5) Gerakan kompleks, yang mencangkup kemampuan melakukan gerakan atau keterampilan yang terdiri dari banya tahap secara lancar, efisien, dan tepat. Misalnya bongkar pasang peralatan secara tepat. 6) Penyesuaikan pola gerakan, yang mencangkup kemampuan mengadakan perubahan dan penyesuaian pola gerak gerik dengan persyaratan khusus yang berlaku. Misalnya kempuan atau keterampilan bertanding dengan lawan tanding. 7) Kreativitas, mencangkup kemampuan melahirkan pola-pola gerak gerik yang baru atas dasar prakarsa sendiri. Misalnya kemampuan membuat kreasi-kreasi gerakan senam sendiri, gerakan-gerakan tarian kreasi baru.

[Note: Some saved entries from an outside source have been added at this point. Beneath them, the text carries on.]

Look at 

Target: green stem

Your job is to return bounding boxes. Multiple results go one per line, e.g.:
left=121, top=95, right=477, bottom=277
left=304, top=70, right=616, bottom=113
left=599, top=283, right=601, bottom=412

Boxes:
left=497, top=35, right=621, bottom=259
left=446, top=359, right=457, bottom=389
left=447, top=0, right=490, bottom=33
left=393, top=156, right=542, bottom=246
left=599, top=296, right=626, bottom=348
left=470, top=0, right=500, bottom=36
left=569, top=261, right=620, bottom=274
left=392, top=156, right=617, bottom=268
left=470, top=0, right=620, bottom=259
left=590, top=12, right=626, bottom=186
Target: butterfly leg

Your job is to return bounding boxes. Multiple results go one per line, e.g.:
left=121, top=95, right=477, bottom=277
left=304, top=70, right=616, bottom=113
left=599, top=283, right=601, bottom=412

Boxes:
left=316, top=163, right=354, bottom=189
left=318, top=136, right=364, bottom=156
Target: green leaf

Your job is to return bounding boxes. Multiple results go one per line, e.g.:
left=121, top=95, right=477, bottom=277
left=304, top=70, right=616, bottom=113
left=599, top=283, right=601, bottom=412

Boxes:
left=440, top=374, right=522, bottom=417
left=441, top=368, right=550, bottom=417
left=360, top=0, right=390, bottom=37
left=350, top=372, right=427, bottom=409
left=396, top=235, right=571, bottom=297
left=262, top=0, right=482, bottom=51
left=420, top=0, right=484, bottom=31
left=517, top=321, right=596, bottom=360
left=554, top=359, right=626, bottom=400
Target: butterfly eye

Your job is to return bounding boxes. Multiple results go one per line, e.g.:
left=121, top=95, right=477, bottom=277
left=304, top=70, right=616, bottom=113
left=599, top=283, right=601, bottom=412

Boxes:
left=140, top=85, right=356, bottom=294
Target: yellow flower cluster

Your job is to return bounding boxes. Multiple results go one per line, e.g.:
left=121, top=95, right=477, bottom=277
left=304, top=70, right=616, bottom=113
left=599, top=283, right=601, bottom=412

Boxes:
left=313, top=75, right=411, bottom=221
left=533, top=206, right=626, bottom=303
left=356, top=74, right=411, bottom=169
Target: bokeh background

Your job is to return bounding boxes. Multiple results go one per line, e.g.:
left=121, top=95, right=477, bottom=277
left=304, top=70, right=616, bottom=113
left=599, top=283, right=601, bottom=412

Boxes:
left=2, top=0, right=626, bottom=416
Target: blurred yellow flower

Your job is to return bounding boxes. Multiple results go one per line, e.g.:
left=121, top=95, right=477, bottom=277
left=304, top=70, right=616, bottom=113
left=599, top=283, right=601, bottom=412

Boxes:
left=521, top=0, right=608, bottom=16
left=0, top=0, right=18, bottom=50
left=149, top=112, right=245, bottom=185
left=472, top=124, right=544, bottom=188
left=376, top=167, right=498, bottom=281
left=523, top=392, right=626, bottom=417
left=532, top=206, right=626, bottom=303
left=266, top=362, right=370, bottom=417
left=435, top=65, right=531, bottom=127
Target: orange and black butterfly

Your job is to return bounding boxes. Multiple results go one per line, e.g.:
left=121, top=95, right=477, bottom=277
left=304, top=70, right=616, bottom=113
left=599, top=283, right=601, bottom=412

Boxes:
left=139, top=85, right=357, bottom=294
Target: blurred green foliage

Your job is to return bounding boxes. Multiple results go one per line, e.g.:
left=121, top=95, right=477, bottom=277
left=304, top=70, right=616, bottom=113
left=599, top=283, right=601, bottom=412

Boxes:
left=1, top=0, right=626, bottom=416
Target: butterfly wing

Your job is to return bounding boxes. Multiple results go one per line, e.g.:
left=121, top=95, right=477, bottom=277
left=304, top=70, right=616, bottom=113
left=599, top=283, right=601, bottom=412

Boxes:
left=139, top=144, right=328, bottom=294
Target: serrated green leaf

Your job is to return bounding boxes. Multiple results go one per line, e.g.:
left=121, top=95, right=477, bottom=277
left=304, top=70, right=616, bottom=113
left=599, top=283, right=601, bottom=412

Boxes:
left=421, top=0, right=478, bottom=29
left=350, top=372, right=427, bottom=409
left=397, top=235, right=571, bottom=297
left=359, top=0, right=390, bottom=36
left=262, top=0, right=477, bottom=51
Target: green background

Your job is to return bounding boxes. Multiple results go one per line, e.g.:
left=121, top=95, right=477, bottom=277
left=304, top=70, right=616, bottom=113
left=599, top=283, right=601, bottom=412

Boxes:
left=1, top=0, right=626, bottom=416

Proses belajar terjadi apabila individu dihadapkan tentang situasi di mana ia tidak dapat menyesuaikan diri dengan cara biasa, atau apabila ia harus mengatasi rintangan-rintangan yang mengganggu kegiatan-kegiatan yang diinginkan. Proses penyesuain diri mengatasi rintangan terjadi secara tidak sadar, tanpa pemikiran yang banyak terhadap apa yang dilakukan. Dalam hal ini pelajar mencoba melakukan kebiasaan atau tingkah laku yang telah terbentuk hingga ia mencapai respon yang memuaskan. Jadi dapat disimpulkan bahwa belajar adalah proses perubahan dalam diri seseorang dengan cara berinteraksi dengan lingkungan untuk mendapatkan perubahan dalam aspek kognitif, afektif, dan psikomotorik. Unsur utama dalam belajar adalah individu sebagai peserta belajar, kebutuhan sebagai sumber pendorong, situasi belajar, yang memberikan kemungkinan terjadinya kegiatan belajar.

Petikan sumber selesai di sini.